Of course, while people are quite happy to share their snapshots, opinions, thoughts and details of their relationship status with the world, they are rightly reticent to share any personal details, at all, with the Government. This is for two reasons. The first is the fear that the data will somehow fall into the hands of an twisted megalomanic and be used for evil. This is an entirely reasonable fear if you substitute the treasury for the undersea volcano base that said twisted megalomaniac resides in. The second reason is that the government will collate the name and address of everyone in Britain in a handy DVD form that can be left on a train, where it will be found by somebody who works in marketing and, as a result, you will spend the rest if your life receiving direct mail about yoghurt.

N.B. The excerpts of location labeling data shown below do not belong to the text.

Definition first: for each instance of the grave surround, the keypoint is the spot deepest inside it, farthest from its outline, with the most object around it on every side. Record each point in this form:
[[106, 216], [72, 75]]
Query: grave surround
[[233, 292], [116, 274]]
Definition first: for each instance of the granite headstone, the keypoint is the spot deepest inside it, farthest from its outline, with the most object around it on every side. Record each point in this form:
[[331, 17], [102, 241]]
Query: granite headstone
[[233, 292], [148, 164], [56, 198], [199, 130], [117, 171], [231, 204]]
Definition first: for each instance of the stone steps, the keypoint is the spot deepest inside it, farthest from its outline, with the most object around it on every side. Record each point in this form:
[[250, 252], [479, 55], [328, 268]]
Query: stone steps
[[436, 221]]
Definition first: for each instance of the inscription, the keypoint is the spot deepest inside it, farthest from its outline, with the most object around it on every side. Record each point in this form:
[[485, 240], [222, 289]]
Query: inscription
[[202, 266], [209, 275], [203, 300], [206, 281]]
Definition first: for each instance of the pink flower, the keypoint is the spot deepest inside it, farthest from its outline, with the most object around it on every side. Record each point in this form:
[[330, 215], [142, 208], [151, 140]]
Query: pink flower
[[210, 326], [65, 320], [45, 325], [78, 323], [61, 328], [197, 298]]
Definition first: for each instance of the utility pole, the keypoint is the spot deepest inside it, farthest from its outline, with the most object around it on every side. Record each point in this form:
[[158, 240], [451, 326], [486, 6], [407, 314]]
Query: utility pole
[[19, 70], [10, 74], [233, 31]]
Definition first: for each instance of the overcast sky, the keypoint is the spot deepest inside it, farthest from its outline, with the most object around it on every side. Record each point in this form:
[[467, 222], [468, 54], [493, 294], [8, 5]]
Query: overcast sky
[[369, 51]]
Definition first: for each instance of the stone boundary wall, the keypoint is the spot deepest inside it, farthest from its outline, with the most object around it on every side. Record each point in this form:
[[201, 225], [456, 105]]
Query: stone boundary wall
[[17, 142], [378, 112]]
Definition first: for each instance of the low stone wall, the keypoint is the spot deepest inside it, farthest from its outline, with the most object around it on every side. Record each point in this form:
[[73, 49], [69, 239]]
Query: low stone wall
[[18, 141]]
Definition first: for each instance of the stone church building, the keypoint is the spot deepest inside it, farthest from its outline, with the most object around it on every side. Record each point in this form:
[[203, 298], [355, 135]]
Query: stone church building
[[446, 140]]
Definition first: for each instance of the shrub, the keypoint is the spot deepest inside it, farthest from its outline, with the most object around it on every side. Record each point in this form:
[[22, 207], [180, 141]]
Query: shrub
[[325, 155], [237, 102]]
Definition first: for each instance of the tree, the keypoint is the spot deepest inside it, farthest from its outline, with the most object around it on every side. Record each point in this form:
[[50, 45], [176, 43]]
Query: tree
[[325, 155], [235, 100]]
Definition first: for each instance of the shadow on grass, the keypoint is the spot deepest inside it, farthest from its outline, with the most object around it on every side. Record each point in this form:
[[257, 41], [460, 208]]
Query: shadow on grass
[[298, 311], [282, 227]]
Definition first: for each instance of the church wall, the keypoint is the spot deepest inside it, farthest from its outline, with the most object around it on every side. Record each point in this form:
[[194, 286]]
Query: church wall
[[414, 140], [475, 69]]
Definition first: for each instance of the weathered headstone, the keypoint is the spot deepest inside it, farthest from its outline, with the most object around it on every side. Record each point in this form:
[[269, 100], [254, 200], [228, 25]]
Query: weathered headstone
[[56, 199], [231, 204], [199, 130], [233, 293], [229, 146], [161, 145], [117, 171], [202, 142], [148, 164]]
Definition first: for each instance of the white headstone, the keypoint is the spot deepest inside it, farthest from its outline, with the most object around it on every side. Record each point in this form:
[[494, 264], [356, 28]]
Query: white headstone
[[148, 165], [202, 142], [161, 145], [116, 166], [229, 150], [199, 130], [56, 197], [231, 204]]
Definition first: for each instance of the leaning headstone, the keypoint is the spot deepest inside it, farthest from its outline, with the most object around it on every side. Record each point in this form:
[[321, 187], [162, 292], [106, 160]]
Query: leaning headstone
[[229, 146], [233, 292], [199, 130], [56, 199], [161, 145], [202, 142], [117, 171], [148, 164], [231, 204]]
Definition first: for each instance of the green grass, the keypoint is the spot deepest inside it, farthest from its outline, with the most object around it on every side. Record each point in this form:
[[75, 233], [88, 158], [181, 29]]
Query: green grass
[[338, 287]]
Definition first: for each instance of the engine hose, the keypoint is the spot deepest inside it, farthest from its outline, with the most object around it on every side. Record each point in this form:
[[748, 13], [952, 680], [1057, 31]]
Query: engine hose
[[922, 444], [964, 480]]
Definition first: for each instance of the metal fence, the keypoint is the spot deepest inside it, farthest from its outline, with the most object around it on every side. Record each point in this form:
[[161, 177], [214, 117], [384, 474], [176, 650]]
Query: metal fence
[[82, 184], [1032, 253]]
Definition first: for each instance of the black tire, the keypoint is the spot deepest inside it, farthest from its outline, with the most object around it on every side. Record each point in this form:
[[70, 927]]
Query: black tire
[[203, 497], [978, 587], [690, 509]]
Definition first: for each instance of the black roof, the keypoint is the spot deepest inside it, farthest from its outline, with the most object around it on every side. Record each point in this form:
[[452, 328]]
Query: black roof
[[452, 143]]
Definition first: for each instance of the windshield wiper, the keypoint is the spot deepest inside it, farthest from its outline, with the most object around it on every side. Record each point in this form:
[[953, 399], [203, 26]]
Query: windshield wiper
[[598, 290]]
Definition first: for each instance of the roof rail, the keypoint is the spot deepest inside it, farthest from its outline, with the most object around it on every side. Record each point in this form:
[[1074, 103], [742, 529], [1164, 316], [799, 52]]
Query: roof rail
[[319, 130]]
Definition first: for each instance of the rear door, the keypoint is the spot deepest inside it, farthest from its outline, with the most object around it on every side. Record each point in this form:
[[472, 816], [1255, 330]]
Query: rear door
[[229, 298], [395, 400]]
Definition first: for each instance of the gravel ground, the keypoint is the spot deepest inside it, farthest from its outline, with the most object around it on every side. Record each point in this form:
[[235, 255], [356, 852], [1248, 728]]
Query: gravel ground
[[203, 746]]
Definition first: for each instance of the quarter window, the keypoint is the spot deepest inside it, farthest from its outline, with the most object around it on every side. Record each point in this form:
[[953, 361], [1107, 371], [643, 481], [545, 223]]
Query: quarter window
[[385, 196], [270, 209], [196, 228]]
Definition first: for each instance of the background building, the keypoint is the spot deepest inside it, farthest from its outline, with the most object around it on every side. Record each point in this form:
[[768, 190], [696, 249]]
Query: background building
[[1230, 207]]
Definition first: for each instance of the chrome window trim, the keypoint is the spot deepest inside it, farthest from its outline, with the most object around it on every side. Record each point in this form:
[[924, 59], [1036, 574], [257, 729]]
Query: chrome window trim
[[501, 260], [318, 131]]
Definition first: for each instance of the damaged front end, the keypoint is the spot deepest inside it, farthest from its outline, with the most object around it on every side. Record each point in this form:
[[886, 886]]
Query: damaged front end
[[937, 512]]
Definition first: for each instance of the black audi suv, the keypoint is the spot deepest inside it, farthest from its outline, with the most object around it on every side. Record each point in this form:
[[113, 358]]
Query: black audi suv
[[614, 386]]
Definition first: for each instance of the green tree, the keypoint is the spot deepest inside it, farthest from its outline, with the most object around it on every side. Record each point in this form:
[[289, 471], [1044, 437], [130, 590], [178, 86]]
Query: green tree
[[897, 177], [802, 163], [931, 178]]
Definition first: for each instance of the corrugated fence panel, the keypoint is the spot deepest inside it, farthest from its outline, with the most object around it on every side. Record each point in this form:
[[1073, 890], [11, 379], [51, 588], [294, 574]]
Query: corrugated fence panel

The biggest problem with the census in it's current form though is that it has no feature that allows you to include a photograph, or even a simple line drawing, of yourself. This ironically neatly illustrates the gulf of understanding that exists between the snoopers and the public. The government values a census because it provides data on who lives where and so on. The public values a census because it not only gives middle class people who are researching their family tree hours of fun and an excuse to use the internet for reasons other than download money-off coupons for biscuits but, vitally, is key to producing that moment in every episode of 'who do you think you are' where a well spoken but slightly irritating thespian discovers that they are directly descended not from Latvian nobility as they always believed, but a instead from somebody who was common as muck and who spent a spell banged up in Strangeways for Lurking Near Duckponds.
Such a moment is always accompanied by a grainy snapshot of some cross eyed rickets riddled bloke in a battered hat and disgrace boots and that's what the census lacks, a chance for us to record now for posterity the images that might pop up centuries hence to mortify our ancestors. And if you can sport a huge stove hat and whiskers while doing so, then so much the better.